AtlasVA redefines memory-augmented RL for visual agents by eliminating the need for external teacher models and text-only heuristics. The closed-loop perception-optimization scheme, grounded entirely in visual modalities, produces dense, spatially precise feedback and significantly compresses sample complexity. Generalization to unseen layouts and robustness in continuous spatial domains emerge naturally from this visual memory paradigm.

There is clear evidence that visual skill memory and reward shaping can enable smaller agents to outperform much larger language-centric competitors, challenging current scaling laws and inviting novel architectures for embodied AI, GUI agents, and robotics.

Figure 7: Rollout comparison: AtlasVA (3B) versus Qwen2.5-VL-72B, visual memory enables robust spatial reasoning and successful completion of complex tasks.

Limitations and Future Directions

Current memory evolution assumes availability of privileged grid state during training and projects 3D manipulation tasks onto 2.5D visual priors.

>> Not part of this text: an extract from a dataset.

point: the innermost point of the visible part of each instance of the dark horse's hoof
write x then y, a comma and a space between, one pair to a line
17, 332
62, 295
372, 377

Extending to fully occluded, ego-centric 3D robotics requires perturbation-resistant spatial abstraction and tighter integration with continuous pixel-level RL. Future research may target autonomous world model evolution, unsupervised spatial skill distillation, and scaling visual memory for open-ended embodied environments.

Conclusion

AtlasVA delivers a teacher-free, visually grounded memory framework for VLM agents, enabling sample-efficient spatial reasoning and robust policy optimization. The system reliably outperforms larger models, leveraging native multimodal perception and dense reward feedback. This approach establishes new directions for efficient, generalizable AI agents in spatially complex tasks (2605.17933).